Fato é que o Bitcoin (BTC) foi criado no ano de 2009, com 10 anos completos em 2019. Entretanto, o Real é uma moeda também nova e que começou em 1994, ou seja, 25 aninhos. Comparações a parte da idade, o que o Bitcoin fez em seus primeiros dez anos, já coloca o Real no chinelo.

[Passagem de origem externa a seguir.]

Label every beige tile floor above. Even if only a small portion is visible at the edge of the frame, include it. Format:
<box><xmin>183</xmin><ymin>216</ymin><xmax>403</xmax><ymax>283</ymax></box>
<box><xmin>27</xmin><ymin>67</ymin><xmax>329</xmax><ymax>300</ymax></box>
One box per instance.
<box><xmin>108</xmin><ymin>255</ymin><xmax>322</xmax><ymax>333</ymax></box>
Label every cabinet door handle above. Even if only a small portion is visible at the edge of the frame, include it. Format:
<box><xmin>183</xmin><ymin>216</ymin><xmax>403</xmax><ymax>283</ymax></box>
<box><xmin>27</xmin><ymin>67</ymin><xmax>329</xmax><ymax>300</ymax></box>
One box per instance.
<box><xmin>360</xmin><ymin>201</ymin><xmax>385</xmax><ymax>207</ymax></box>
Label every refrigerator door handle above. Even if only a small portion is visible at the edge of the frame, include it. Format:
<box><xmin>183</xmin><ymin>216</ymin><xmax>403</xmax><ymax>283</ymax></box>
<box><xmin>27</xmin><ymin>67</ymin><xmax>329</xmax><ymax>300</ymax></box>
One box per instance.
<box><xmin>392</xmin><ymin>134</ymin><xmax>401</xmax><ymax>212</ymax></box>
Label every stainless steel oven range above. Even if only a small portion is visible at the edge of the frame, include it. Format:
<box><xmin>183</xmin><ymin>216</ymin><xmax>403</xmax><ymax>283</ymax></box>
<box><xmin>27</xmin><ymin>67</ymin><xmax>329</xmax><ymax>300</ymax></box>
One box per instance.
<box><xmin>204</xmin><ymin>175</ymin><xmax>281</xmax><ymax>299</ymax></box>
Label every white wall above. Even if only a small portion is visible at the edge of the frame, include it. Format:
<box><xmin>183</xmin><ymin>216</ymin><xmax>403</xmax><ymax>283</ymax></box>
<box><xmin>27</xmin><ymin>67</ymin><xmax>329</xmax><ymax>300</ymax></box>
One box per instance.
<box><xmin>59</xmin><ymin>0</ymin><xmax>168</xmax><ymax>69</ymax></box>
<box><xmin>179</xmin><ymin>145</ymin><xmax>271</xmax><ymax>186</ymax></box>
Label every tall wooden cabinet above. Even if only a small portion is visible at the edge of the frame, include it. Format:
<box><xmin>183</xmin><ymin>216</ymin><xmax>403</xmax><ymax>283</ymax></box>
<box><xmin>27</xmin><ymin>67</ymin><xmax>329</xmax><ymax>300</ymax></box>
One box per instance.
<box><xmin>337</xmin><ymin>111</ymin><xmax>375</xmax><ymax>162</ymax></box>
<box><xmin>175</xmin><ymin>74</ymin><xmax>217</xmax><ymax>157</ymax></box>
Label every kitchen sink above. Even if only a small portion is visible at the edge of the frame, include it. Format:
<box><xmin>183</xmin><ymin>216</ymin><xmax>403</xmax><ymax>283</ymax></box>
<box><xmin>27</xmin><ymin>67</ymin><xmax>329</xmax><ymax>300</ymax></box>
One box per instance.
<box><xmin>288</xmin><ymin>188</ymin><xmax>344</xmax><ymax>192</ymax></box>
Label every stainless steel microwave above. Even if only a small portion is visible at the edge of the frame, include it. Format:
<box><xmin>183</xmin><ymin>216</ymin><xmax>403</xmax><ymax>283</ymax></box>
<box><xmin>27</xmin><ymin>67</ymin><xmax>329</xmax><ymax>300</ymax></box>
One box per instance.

Bitcoin está na cabeça do brasileiro? País é destaque nas buscas

Em uma nova pesquisa realizada pela Consensys, os países ocidentais são em grande parte maximalistas de Bitcoin. Isso porque, dentre vários temas analisados, as maiores buscas foram por “Bitcoin”. A Consensys informou que isso é um fator que pode ser consciente ou inconsciente no momento da busca.

A pesquisa analisou os termos de busca “Ethereum”, “Blockchain”, “Bitcoin” e “Criptomoedas”. Certamente chamou atenção que mais de 67% das buscas no Canadá, Suécia, EUA, Reino Unido, Venezuela, Austrália, França e Nigéria foram para a palavra “Bitcoin”. Entretanto, o que ninguém esperava é que o país tupiniquim fosse o maior curioso do tema, sendo o Brasil responsável por 88% de domínio de busca por Bitcoin.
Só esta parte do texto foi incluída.